Surprisingly little is known about the physics of lapping. Dogs and many other animals with incomplete cheeks—who can't seal their mouths like we do to produce suction—lap up water by curling their tongues into a ladlelike shape and scooping up the liquid. Most researchers assumed felines do the same, albeit with much smaller, raspier tongues. But Roman Stocker, a biophysicist at the Massachusetts Institute of Technology in Cambridge, began to doubt this assumption one morning over breakfast. He watched his cat Cutta Cutta lap water from a bowl and began to wonder if there was more to her dainty drinking than met his eye.
On their own time, Stocker and a small crew of his colleagues filmed Cutta Cutta—and eventually nine more cats from a local shelter—with a high-speed camera. They found that, as opposed to dogs, cats rest the tips of their tongues on the liquid's surface without penetrating it. The water sticks to the cat's tongue and is pulled upward as the cat draws its tongue into its mouth. When the cat closes its mouth, it breaks the liquid column but still keeps its chin and whiskers dry (see video).

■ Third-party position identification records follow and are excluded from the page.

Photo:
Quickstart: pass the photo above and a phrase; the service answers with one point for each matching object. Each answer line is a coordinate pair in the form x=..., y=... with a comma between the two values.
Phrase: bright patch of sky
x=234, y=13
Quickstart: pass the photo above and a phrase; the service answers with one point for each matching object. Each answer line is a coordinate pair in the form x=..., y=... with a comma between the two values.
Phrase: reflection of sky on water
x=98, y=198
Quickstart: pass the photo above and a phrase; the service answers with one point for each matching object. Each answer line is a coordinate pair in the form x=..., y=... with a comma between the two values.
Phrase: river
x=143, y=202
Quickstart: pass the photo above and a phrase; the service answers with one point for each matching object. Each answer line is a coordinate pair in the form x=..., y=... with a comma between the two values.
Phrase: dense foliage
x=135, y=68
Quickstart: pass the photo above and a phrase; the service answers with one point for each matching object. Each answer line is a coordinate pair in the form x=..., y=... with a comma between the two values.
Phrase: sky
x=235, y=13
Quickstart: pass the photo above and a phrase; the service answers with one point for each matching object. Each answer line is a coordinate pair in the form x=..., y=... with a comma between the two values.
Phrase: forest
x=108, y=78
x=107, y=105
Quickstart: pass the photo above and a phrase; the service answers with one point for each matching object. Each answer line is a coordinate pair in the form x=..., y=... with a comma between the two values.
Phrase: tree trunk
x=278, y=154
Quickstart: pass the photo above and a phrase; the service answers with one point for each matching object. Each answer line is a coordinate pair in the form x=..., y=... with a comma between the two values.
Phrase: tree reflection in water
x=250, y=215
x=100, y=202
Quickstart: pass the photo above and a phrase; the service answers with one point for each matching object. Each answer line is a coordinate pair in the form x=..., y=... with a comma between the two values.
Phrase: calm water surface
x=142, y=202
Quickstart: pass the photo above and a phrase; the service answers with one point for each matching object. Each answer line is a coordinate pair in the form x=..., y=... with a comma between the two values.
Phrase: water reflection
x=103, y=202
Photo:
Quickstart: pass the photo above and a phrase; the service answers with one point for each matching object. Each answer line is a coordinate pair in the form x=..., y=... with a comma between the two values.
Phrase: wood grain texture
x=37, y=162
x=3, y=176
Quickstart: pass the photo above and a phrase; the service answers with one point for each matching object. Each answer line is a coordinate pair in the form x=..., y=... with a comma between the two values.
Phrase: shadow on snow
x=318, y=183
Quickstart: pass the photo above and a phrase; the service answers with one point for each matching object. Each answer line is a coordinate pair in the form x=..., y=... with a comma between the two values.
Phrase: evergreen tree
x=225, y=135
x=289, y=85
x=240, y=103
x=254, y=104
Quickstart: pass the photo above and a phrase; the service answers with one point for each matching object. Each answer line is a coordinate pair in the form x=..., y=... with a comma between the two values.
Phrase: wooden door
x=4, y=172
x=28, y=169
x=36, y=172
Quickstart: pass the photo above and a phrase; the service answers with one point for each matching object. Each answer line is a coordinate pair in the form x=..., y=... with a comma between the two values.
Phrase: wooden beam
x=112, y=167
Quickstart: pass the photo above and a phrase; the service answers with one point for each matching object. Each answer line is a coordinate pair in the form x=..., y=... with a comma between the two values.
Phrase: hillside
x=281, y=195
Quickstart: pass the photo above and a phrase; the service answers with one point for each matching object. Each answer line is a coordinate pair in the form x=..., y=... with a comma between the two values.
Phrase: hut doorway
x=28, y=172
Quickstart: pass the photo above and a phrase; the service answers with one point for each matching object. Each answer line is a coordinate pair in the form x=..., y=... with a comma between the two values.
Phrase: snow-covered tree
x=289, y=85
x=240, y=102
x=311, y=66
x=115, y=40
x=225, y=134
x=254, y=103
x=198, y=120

"It's a much more delicate and well-controlled mechanism than regular lapping," says Stocker. But what's most delicate is the physics behind it. To better understand the mechanics, Stocker and his team built a rudimentary robotic tongue from a glass disk about the size of the tip of a cat's tongue. The disk moved up and down over a liquid, making and breaking contact with the surface as the scientists tried out different lapping speeds.
They realized that feline lapping balances the liquid's inertia, its tendency to keep moving upward as the cat draws its tongue in, against the pull of gravity, which drags the liquid back down into the bowl. To get a satisfying drink, the cat must lap faster than gravity can overtake inertia. Good timing gives the cat the biggest drink, because the column of water is at its longest and thickest right before gravity wins out and pulls it down, the team reports  online today in Science.
"The cat seems to know exactly how fast to lap," Stocker explains. "If the cat closed its jaws sooner, it would miss some of the water. If it closed later, it would lose the whole column."
The researchers were surprised again when they took their experiment to the zoo. They filmed other species of cats, including a lion and a tiger, and found that they, too, exploited inertia with pinpoint lapping. Because these cats are taller and have bigger tongues, they need to lap more slowly to keep inertia and gravity in balance, but the mechanism is the same one used by their tiny domestic cousins.
"This study has a really big cool factor," says neurophysiologist Rebecca German of the Johns Hopkins University School of Medicine in Baltimore, Maryland, who researches mammalian feeding mechanisms. "It's elegant; they found something new in a really simple fashion."
So far, this drinking behavior has been seen only in felines, but robots could soon join their ranks. Hillel Chiel, a neurobiologist at Case Western Reserve University in Cleveland, Ohio, who works to develop "soft" robots that mimic natural behavior, says feline lapping could give robotics experts a new way to approach problems that require delicate handling of liquids, such as oil cleanups. "I think this study will definitely have an impact." Chiel says he's now "sort of sorry" he doesn't own cats. "I think I'd like to watch them lap."